Jatuh cinta memang gak pandang usia. Baik tua, muda, bocah, pasti pernah merasakannya. Hal yang dirasakan juga sama. Deg-deg an tiap kali sedang berdua, getir tiap kali gebetan lama balas pesan, pingsan saat tau kalau gebetan lo udah digebet duluan sama orang.
Tiap kali mau tidur, aku selalu kepikiran akan sesuatu. Biasanya hal-hal random kayak: Kenapa ya manusia harus berak dari lubang bool bukan dari mulut.

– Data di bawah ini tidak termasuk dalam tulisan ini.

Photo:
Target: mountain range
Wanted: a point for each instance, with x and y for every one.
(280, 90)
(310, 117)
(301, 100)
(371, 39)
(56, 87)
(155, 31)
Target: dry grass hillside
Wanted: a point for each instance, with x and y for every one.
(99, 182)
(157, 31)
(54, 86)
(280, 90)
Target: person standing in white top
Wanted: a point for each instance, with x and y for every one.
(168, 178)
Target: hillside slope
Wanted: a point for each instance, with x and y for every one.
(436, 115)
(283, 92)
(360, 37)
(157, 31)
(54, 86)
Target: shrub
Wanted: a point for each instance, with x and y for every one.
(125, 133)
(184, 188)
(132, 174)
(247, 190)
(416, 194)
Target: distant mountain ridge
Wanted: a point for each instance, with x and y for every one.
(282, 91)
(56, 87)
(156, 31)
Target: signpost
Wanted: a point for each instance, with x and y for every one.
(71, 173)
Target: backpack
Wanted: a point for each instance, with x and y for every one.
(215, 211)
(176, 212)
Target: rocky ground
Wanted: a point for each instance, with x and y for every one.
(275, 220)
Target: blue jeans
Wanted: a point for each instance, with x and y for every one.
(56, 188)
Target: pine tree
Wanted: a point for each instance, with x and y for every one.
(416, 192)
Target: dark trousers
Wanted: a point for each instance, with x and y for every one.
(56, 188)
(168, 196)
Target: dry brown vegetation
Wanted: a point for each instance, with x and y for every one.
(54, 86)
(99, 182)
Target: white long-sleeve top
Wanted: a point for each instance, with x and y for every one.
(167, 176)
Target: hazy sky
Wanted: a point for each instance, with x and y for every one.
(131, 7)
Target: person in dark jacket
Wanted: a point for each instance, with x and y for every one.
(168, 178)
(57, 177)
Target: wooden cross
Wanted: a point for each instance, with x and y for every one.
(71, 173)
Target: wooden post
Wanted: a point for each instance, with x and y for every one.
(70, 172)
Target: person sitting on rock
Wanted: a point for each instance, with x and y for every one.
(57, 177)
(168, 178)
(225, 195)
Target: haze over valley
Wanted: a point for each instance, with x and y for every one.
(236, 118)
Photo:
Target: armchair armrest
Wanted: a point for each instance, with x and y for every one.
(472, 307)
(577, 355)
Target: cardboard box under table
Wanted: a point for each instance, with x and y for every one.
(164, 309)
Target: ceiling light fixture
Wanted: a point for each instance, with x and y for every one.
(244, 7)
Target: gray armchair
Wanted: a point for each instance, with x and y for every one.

Lubang mulutkan lebih besar. Enggak, yang ini bercanda. Hal-hal random seperti: Kok dulu aku bisa ya pacaran sama dia? Kok goblok sih bisa-bisanya waktu itu aku diputusin? Keknya nulis tentang ini keren nih.
Dan tiap kali hal itu terjadi, mulailah aku berpikir, bertanya-tanya, kok bisa, kok bisa, hingga akhirnya niat untuk tidur pun hilang begitu saja.
Dan itulah yang terjadi malam itu. Tiba-tiba nostalgia. Mulai dari hal yang memalukan, sampai yang mendebarkan, tiba-tiba aku ingat semuanya. Satu-persatu kenangan dari masa lalu mucul satu-persatu seperti kepingan-kepingan puzzel yang sedang berusaha disatukan. Dan ketika kepingan puzzel tersebut bersatu, aku pun mengingat kembali tentang cinta monyet pertamaku dulu. Itulah bagian yang paling menarik malam itu : aku kembali ingat dengan cinta monyet pertamaku dengan seorang perempuan yang bernama Tasya.
**
Kejadiannya bermula waktu Aku kelas 5 SD.
Di sekolahku dulu, tiap siswa dibagi dan dikelompokkan ke dalam kelas berdasarkan nilai dan peringkatnya. Kelas dibagi dua menjadi: Kelas A dan Kelas B. Dari mulai kelas satu sampai lulus, aku selalu masuk di Kelas A. Nah, saat kelas 5, terjadi perubahan. Beberapa temanku di kelas A dipindahkan ke kelas B, dan begitu sebaliknya.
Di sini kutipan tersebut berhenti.